Acresce ainda que a prática regular de exercício físico tem sido associada a um muito menor risco de comportamentos indesejáveis e antissociais, bem como à diminuição dos consumos nocivos – álcool, tabaco e drogas.
Por outro lado, cada vez se dá maior importância aos fatores que permitem uma melhor aprendizagem da democracia, do respeito e da arte de viver em sociedade. A prática de desporto de grupo, por exemplo, prepara a criança e o jovem para uma maior aceitação da diferença, para o ideal altruísta de “construir algo em comum”, para saberem “digerir” as derrotas sem agressividade ou desânimo e, desde que bem orientados, para uma competitividade sadia e estimulante, com respeito pelas regras do jogo e pelo adversário. Para tal contribui, obviamente, a figura do treinador, o qual deveria ser antes do mais um exemplo do pedagogo, aceite pelos jovens, tolerante na sua firmeza e compreensivo na sua autoridade. O treinador (ou o professor) – e, de forma geral, os dirigentes, dos quais alguns há que hoje em dia nos dão um espetáculo tão deplorável de falta de nível, de respeito e de ética – tem um papel essencial e estou em crer que, na maioria dos casos, nos diversos ginásios, clubes e agremiações desportivas, ainda representa para os jovens uma “âncora” a quem podem recorrer e um amigo para os momentos mais difíceis.

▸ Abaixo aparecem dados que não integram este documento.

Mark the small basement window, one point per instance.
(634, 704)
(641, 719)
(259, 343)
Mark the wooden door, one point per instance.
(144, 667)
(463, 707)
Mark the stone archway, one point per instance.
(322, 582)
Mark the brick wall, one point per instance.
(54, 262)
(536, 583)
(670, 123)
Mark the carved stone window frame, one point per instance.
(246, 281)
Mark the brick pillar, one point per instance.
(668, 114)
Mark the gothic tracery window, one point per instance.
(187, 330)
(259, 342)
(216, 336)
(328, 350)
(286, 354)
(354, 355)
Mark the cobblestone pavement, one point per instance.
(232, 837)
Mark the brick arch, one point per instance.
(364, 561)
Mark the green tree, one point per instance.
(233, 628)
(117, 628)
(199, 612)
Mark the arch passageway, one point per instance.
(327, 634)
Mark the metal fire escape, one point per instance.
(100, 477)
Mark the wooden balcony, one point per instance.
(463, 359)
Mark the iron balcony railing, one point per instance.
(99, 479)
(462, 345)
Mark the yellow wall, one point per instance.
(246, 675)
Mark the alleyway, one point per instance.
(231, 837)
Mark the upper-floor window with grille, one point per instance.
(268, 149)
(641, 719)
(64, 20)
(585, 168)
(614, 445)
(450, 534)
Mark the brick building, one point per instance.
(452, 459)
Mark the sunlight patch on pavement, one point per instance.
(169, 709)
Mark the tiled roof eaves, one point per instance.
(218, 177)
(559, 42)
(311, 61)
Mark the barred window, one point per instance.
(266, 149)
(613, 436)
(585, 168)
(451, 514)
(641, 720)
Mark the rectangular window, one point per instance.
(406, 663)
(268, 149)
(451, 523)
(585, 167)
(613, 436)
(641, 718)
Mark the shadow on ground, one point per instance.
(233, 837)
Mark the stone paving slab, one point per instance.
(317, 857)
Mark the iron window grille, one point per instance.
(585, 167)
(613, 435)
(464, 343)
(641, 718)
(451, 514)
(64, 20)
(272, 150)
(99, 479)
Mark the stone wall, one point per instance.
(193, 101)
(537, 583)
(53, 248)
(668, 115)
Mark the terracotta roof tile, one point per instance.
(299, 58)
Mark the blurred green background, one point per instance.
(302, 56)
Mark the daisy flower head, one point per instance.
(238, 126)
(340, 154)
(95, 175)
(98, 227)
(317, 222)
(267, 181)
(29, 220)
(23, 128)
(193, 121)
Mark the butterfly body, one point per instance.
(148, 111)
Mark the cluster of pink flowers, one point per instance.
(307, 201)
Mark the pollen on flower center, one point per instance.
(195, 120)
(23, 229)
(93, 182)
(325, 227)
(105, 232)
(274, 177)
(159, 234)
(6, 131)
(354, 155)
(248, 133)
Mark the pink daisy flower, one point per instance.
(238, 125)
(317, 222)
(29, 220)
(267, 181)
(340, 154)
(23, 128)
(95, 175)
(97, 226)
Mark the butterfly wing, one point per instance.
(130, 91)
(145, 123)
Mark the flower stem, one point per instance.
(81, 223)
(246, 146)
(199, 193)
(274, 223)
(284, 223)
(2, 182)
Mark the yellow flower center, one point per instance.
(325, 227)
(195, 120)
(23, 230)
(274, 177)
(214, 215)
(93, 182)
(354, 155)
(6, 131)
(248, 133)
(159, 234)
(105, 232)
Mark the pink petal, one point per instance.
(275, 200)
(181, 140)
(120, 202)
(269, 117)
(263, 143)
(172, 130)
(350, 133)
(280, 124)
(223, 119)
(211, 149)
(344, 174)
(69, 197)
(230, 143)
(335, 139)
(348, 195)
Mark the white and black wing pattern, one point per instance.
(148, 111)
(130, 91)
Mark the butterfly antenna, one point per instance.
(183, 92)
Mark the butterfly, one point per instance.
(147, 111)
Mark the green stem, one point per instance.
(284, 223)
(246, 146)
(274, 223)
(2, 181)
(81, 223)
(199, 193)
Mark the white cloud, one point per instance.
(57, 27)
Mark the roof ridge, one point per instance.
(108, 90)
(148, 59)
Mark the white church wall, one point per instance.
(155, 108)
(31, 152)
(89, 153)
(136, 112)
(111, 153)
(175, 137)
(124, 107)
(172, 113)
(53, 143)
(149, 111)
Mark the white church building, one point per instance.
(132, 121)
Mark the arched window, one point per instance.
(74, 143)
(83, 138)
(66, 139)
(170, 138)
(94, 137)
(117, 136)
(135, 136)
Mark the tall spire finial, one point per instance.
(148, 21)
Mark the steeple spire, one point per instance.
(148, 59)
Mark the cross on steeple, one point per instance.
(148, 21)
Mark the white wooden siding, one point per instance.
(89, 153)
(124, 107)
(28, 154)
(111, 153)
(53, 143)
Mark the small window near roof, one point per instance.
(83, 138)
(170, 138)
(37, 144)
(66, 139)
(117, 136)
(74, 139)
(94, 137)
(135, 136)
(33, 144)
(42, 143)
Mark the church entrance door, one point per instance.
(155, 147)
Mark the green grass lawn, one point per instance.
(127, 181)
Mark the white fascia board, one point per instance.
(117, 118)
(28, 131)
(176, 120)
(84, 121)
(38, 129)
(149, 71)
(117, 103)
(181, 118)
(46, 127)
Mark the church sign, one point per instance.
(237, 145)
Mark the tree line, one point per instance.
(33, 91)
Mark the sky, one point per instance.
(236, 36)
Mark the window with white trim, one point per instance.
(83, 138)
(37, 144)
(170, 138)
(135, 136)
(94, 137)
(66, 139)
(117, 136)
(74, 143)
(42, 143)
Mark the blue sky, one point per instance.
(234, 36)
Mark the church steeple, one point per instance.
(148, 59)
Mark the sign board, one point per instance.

Há várias maneiras de se fazer exercício físico: desde as atividades normais do dia-a-dia até à prática de desporto federado, passando pela educação física e a prática desportiva nos tempos livres, na escola, em clubes e agremiações. Infelizmente, os ventos não estão de feição em nenhum destes campos, havendo que inverter a perceção que, nos últimos anos, desconsiderou o “cuidar do corpo” para “massacrar” os estudantes com matéria ou trabalhos de casa. As aulas de Educação Física/Desporto deixam a desejar em muitas escolas: carência de instalações, falta de professores competentes e que saibam motivar os jovens, lacunas em horários suficientemente alargados para permitir a prática de desporto sem ser à pressa, insuficiência de métodos pedagógicos e de ensinamentos que, para lá dos exercícios do tipo “flete flete insiste insiste”, mostrem aos jovens as vantagens e o interesse da prática desportiva, além de ensinarem alguns aspetos fisiológicos da atividade.
Por outro lado, o hábito de andar a pé está a perder-se, apesar de ser uma das melhores formas de descansar intelectualmente. Se nada for feito, os jovens irão militar na legião dos “drogados do automóvel”, os quais, para ir comprar o jornal ao quiosque da esquina, tiram o carro do estacionamento e perdem 20 minutos à procura de um lugar. O exemplo dos pais é importante, e não é possível entusiasmar um jovem a fazer desporto se muitos pais são os primeiros a deixar-se ficar sentados na poltrona, especados em frente do televisor.
Finalmente, como é possível ter uma juventude amante e praticante do desporto num país onde tão pouco se faz pelo desporto de massas? Desde o poder central ao poder local, a política tem sido (honrem-se as exceções) criar grandes estádios onde dezenas de milhares de pessoas vão assistir à atividade desportiva de 22. Será isso “fomentar o desporto”? Depois admiramo-nos ao ver a performance de outros países nas Olimpíadas…
O entusiasmo pelo desporto adquire-se com a própria prática, sendo todavia necessário que os pais não queiram que os filhos sejam logo campeões. Mais: quase de certeza, não o virão a ser. Poderão ser melhores ou piores, mas os campeões são só meia dúzia e isso “é outro filme”. A prática de desporto, quando levada ao exagero em termos de objetivos, acaba por ser contraproducente para a formação do caráter: individualismo e excesso de competitividade já existem que chegue no sistema educativo… e pessoas frustradas por não conseguirem atingir metas antecipadamente estabelecidas e à partida inalcançáveis também já começa a ser frequente.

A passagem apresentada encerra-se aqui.